Princípio da precaução impõe a responsabilização em situações de risco hipotético
No caso representativo da controvérsia, o proprietário de um bar foi denunciado pelo Ministério Público de Minas Gerais (MPMG) por poluição sonora, devido ao barulho acima do limite estabelecido em normas regulamentares. Ele foi condenado a um ano, quatro meses e dez dias de reclusão, mas o tribunal de segunda instância desclassificou a conduta para contravenção penal, considerando não haver provas de que o ruído tivesse causado danos à saúde humana.
Contudo, o relator do recurso especial (REsp) no STJ afirmou que, no caso, ficou comprovada a ocorrência de poluição sonora, mediante a emissão de ruídos de fontes fixas, decorrentes das atividades do bar, acima do limite permitido.
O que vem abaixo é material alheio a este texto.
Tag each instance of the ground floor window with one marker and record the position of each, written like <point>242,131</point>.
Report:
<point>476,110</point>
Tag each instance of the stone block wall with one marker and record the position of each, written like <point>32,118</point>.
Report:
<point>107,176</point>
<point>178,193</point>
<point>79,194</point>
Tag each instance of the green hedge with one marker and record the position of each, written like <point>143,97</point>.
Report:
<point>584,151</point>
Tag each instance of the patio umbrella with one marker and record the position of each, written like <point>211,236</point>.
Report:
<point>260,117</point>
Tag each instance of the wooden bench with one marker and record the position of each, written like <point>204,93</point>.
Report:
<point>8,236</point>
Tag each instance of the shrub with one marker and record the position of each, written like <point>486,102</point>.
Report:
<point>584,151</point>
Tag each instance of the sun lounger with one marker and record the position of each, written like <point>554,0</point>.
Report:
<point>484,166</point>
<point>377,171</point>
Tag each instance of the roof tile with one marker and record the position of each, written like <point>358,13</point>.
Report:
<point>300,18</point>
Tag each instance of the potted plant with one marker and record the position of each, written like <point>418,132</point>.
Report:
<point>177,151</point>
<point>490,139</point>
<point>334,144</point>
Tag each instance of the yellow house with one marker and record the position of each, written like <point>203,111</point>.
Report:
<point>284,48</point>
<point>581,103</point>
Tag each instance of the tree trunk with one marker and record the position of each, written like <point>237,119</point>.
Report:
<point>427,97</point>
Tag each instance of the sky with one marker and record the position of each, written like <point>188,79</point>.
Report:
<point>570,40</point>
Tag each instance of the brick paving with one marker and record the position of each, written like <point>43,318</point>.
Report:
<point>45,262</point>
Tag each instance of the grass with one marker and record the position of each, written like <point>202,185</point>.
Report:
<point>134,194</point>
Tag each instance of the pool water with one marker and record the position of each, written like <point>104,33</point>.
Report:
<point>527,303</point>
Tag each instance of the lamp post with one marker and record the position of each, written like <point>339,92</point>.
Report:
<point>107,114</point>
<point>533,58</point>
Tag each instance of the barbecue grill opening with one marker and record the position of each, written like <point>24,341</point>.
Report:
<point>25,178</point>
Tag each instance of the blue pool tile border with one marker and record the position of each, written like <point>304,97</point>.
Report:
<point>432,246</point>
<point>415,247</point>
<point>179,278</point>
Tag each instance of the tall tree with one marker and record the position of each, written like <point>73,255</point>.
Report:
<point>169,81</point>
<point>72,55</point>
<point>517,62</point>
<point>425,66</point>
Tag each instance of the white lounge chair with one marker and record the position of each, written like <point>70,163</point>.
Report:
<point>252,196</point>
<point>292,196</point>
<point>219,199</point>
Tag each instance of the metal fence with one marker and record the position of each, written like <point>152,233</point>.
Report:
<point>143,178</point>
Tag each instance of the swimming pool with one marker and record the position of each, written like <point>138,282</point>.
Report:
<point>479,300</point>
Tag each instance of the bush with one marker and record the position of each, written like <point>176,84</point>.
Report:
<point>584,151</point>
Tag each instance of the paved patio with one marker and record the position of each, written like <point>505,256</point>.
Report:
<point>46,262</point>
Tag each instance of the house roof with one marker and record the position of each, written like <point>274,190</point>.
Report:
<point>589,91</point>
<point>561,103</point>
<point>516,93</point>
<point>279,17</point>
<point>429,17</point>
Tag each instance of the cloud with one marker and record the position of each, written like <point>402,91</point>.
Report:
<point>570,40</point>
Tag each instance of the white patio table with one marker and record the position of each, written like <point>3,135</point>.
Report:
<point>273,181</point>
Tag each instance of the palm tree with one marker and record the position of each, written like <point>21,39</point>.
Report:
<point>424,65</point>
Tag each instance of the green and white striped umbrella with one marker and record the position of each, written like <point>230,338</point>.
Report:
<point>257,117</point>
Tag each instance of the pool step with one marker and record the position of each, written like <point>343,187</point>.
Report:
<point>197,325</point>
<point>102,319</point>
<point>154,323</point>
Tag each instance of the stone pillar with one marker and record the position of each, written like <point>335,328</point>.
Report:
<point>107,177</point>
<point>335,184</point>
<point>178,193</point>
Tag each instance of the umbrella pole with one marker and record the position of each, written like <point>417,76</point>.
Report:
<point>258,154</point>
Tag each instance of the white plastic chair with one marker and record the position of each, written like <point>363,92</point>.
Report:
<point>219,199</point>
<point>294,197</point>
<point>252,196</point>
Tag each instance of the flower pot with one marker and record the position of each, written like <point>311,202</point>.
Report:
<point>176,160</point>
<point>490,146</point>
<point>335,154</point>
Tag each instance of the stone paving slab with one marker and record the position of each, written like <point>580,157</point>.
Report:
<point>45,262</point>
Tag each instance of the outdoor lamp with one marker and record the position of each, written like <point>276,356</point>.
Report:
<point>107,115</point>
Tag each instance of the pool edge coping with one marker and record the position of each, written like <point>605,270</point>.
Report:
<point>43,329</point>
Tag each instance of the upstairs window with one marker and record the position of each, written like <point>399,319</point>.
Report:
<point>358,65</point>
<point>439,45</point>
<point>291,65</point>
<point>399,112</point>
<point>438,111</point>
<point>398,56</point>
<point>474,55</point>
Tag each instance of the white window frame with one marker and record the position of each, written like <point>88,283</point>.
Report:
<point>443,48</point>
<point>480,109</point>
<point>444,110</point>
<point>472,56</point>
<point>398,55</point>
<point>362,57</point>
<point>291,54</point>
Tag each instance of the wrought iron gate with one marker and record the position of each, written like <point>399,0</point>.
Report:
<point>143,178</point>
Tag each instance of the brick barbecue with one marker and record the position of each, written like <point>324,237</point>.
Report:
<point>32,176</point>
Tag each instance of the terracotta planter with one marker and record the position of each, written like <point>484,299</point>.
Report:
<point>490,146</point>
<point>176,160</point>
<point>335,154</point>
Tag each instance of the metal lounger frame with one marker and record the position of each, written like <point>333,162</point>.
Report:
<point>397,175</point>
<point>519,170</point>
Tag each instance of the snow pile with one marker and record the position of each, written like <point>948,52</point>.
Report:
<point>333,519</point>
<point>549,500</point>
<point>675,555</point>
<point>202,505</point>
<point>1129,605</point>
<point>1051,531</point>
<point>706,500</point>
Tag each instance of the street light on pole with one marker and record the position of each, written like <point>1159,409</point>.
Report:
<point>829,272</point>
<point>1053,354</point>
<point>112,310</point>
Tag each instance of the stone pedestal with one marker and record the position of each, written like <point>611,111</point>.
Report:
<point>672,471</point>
Na sua avaliação, tal conduta demonstra a potencialidade do risco à saúde, evidenciando a materialidade e a tipicidade da infração.
De acordo com o ministro, nos casos de crime formal, a consumação independe da ocorrência efetiva de dano, bastando a exposição ao risco. ‘‘A doutrina ambiental contemporânea ressalta que o princípio da precaução impõe a responsabilização mesmo em situações de risco hipotético, a fim de proteger bens jurídicos coletivos, como a saúde e o equilíbrio ambiental. Nesse sentido, a conduta do agente, ao ultrapassar os limites legais de emissão sonora, configura risco concreto e suficiente à incidência da norma penal, não se exigindo a demonstração de dano efetivo’’, destacou.
Joel Ilan Paciornik observou que a responsabilidade do dono do bar ficou configurada, na medida em que os fatos se amoldam à definição legal de poluição, e tendo em conta os princípios da prevenção, da precaução e da proteção ambiental, com respaldo, ainda, no caráter formal do delito previsto no artigo 54 da Lei 9.605/1998. Com informações da Assessoria de Imprensa do STJ.